# 1. Introduction
# ICU survival modeling, Part 2: Cox and predictive models

**Approach**
- Teach and compare three models using the same preprocessing and the same train, validation, and test sets  
  - Cox proportional hazards for time-to-event  
  - Decision Tree classifier at fixed horizons  
  - Random Forest classifier at fixed horizons

**Learning goals**
- Build fair, fixed-horizon predictions at 7, 30, and 60 days from ICU admission  
- Understand discrimination vs calibration and why both matter clinically  
- See interpretability trade-offs across Cox, a single tree, and an ensemble forest  
- Practice leakage-free preprocessing with scikit-learn Pipelines

**Data**
- PhysioNet CinC Challenge 2012 ICU cohort, set A, 4000 stays, first 48 h features plus outcomes  
- Outcomes available  
  - Length of stay in days  
  - Survival in days up to 2 years  
  - In-hospital death indicator

**Fair comparison plan**
1) One reproducible split into train, validation, and test used by all models  
2) Identical preprocessing via a single scikit-learn ColumnTransformer  
3) Fixed-horizon evaluation at 7, 30, 60 days on the same evaluable patients per horizon  
4) Report AUROC, area under precision-recall, Brier score, and compact calibration by bins

**Clinical reading of metrics**
- Discrimination ranks who is higher risk  
- Calibration asks if predicted risk matches observed risk at a threshold relevant for action

References  
- Official challenge description and variable definitions, including Survival and In-hospital death  


# 2. Setup


In [13]:
## 2) Code cell — Setup and reproducibility

# 2. Setup and reproducibility

# Standard library
from pathlib import Path
import warnings
import math
import os
import sys
import random

# Third-party
import numpy as np
import pandas as pd
import matplotlib.pyplot as plt
from IPython.display import display

# Modeling
from sklearn.model_selection import StratifiedShuffleSplit
from sklearn.pipeline import Pipeline
from sklearn.compose import ColumnTransformer
from sklearn.impute import SimpleImputer
from sklearn.preprocessing import OneHotEncoder
from sklearn.metrics import roc_auc_score, average_precision_score, brier_score_loss
from sklearn.calibration import calibration_curve

# Lifelines
from lifelines import CoxPHFitter

# Our helpers
sys.path.append("/mnt/data")
import utils  # uses build_preprocessor, detect_feature_types, to_dataframe, labeling and calibration helpers

# Reproducibility
SEED = 42
np.random.seed(SEED)
random.seed(SEED)

# Pandas and plotting defaults
pd.set_option("display.max_columns", 120)
pd.set_option("display.width", 120)
warnings.filterwarnings("ignore")
plt.rcParams["figure.figsize"] = (7, 4)

# Paths
DATA_PATH = Path("/mnt/data/PhysionetChallenge2012-set-a.csv.gz")

print("Versions")
print("numpy", np.__version__)
print("pandas", pd.__version__)
import sklearn
print("scikit-learn", sklearn.__version__)
import lifelines
print("lifelines", lifelines.__version__)


Versions
numpy 2.3.3
pandas 2.3.3
scikit-learn 1.7.2
lifelines 0.30.0


# 3. Load data and define outcomes

In [5]:
# 3. Load data and define variables  [in-hospital death endpoint]

# --- 1. Load Data ---
PATH = "PhysionetChallenge2012-set-a.csv.gz"

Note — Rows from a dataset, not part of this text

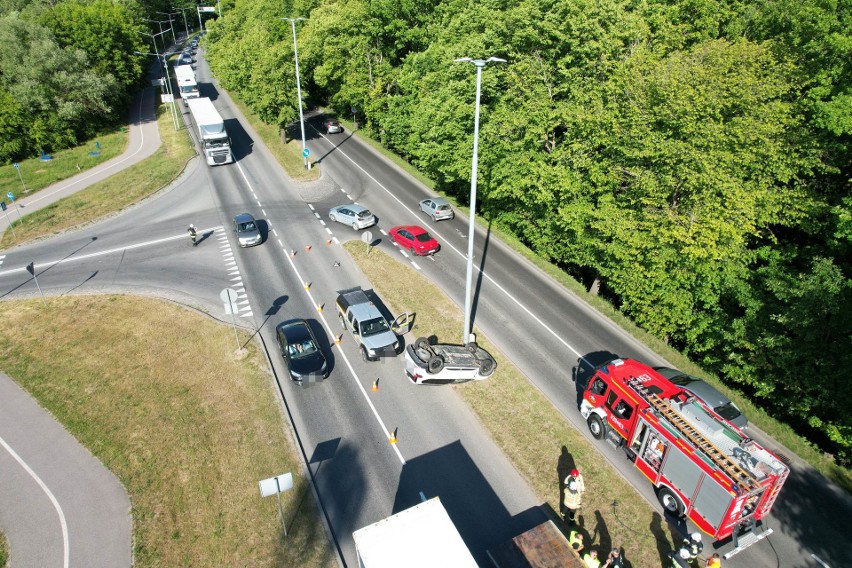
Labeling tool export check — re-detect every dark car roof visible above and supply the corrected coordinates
[275,319,313,343]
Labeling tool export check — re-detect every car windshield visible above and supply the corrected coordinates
[287,339,317,359]
[361,318,390,337]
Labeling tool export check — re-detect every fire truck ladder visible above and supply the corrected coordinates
[627,378,757,491]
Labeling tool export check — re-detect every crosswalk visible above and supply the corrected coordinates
[217,231,254,318]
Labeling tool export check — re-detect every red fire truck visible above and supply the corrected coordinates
[580,359,789,557]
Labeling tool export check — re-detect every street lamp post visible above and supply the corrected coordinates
[281,18,310,170]
[456,57,506,345]
[172,8,189,38]
[157,12,177,45]
[134,48,180,130]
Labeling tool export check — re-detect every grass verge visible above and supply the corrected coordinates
[344,241,672,566]
[228,92,320,181]
[0,296,335,567]
[0,127,130,199]
[334,123,852,494]
[0,106,195,249]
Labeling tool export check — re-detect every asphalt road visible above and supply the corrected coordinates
[0,47,852,567]
[0,374,132,568]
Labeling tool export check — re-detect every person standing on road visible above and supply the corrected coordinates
[562,468,586,524]
[568,530,583,552]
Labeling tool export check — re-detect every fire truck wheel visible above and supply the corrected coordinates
[657,487,684,517]
[589,414,606,440]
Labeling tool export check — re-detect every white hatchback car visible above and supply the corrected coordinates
[328,203,377,231]
[420,197,455,221]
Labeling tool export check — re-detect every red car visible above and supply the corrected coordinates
[389,225,441,256]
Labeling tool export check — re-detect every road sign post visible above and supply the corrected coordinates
[27,262,47,308]
[15,162,30,193]
[0,201,15,241]
[219,288,241,351]
[260,473,293,536]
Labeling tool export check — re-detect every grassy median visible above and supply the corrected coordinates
[0,106,195,249]
[0,127,130,201]
[0,296,336,567]
[344,241,672,566]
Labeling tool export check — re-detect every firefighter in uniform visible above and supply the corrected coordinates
[681,531,704,564]
[568,531,583,552]
[562,469,586,523]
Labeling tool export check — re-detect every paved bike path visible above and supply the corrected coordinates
[0,373,132,568]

# Simple check to ensure the data file exists before trying to load it
if not os.path.exists(PATH):
    raise FileNotFoundError(
        f"Error: The data file was not found at '{PATH}'. "
        "Please ensure the dataset is in the correct directory."
    )

raw = pd.read_csv(PATH, compression="gzip")
    
# Basic sanity checks
required_cols = {"Length_of_stay", "Survival", "In-hospital_death"}
missing = required_cols.difference(raw.columns)
if missing:
    raise ValueError(f"Missing required columns: {missing}")

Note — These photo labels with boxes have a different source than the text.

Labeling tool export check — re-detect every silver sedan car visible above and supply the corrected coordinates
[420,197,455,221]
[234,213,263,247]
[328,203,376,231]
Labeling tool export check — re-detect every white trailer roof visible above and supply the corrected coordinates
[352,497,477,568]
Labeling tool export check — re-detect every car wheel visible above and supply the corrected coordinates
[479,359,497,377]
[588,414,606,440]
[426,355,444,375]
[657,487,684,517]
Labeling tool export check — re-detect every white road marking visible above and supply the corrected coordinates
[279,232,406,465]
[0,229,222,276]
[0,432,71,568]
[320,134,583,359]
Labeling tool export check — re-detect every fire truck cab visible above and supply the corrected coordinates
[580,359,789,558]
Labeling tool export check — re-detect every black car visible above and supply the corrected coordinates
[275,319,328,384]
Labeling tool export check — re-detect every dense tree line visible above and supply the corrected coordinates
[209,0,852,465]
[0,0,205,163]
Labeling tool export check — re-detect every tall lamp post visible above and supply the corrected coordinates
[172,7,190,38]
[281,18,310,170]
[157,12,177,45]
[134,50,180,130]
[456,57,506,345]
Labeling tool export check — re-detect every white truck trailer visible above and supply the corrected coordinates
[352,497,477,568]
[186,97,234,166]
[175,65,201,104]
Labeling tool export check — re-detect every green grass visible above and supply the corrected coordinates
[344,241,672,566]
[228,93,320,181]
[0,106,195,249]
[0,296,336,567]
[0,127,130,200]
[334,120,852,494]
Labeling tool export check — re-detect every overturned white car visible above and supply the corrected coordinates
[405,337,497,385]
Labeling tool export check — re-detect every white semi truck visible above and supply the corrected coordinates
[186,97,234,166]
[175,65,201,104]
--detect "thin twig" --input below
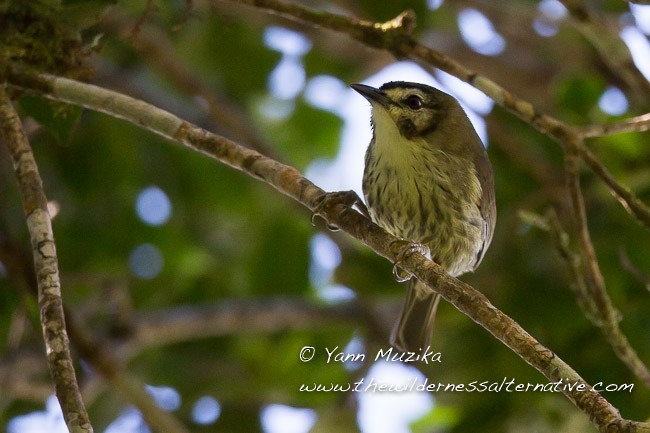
[6,75,650,433]
[220,0,650,228]
[66,310,189,433]
[565,140,650,388]
[576,113,650,138]
[560,0,650,98]
[99,9,273,156]
[0,85,93,433]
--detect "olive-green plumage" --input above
[352,81,496,351]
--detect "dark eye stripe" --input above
[405,95,424,110]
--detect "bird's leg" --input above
[393,241,431,283]
[311,190,370,231]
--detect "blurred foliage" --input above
[0,0,650,432]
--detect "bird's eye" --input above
[406,95,423,110]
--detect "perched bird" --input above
[351,81,496,351]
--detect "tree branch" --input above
[0,85,93,433]
[565,143,650,388]
[576,113,650,138]
[220,0,650,228]
[67,310,189,433]
[560,0,650,98]
[6,75,650,432]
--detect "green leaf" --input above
[410,404,460,433]
[20,95,81,143]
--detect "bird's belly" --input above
[364,168,484,275]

# Endpoint locked to in-hospital death
# Duration is time from ICU admission to discharge or in-hospital death
# Event is 1 if died in hospital, 0 if discharged alive
def make_outcomes_in_hospital(df: pd.DataFrame) -> pd.DataFrame:
    y = pd.DataFrame(index=df.index)
    los = pd.to_numeric(df["Length_of_stay"], errors="coerce").astype(float)
    los = np.clip(los, 0.0, None)  # clip negatives to 0 days
    event = pd.to_numeric(df["In-hospital_death"], errors="coerce").fillna(0).astype(int)
    y["duration_days"] = los
    y["event_death"] = event
    return y

y = make_outcomes_in_hospital(raw)

# Feature frame: drop outcome columns and obvious identifiers to avoid leakage
drop_cols = ["In-hospital_death", "Survival", "Length_of_stay", "recordid"]
X = raw.drop(columns=[c for c in drop_cols if c in raw.columns], errors="ignore").copy()

print("Outcome head")
display(y.head(3).style)
print("Features shape", X.shape)

# Quick outcome summary
event_rate = float(y["event_death"].mean())
duration = y["duration_days"].to_numpy()
iqr = float(np.percentile(duration, 75) - np.percentile(duration, 25))
print(f"Event rate: {event_rate:.3f}")
print(f"Follow-up days: median {float(np.median(duration)):.1f}  IQR {iqr:.1f}")


Outcome head


Unnamed: 0,duration_days,event_death
0,5.0,0
1,8.0,0
2,19.0,0


Features shape (4000, 116)
Event rate: 0.139
Follow-up days: median 10.0  IQR 11.0


## 3.1 Preprocessing and leakage control
- Detect numeric vs categorical features programmatically  
- Numeric pipeline  
  - SimpleImputer with median  
- Categorical pipeline  
  - SimpleImputer with most frequent  
  - OneHotEncoder with ignore for unseen categories  
- Build one ColumnTransformer used by all models inside scikit-learn Pipelines  
- We exclude outcome variables and identifiers from the feature matrix to prevent target leakage


In [None]:
# 3.1 Build shared preprocessor

num_cols, cat_cols = utils.detect_feature_types(X)
print("Numeric", len(num_cols), "Categorical", len(cat_cols))

preprocessor: ColumnTransformer = utils.build_preprocessor(num_cols, cat_cols)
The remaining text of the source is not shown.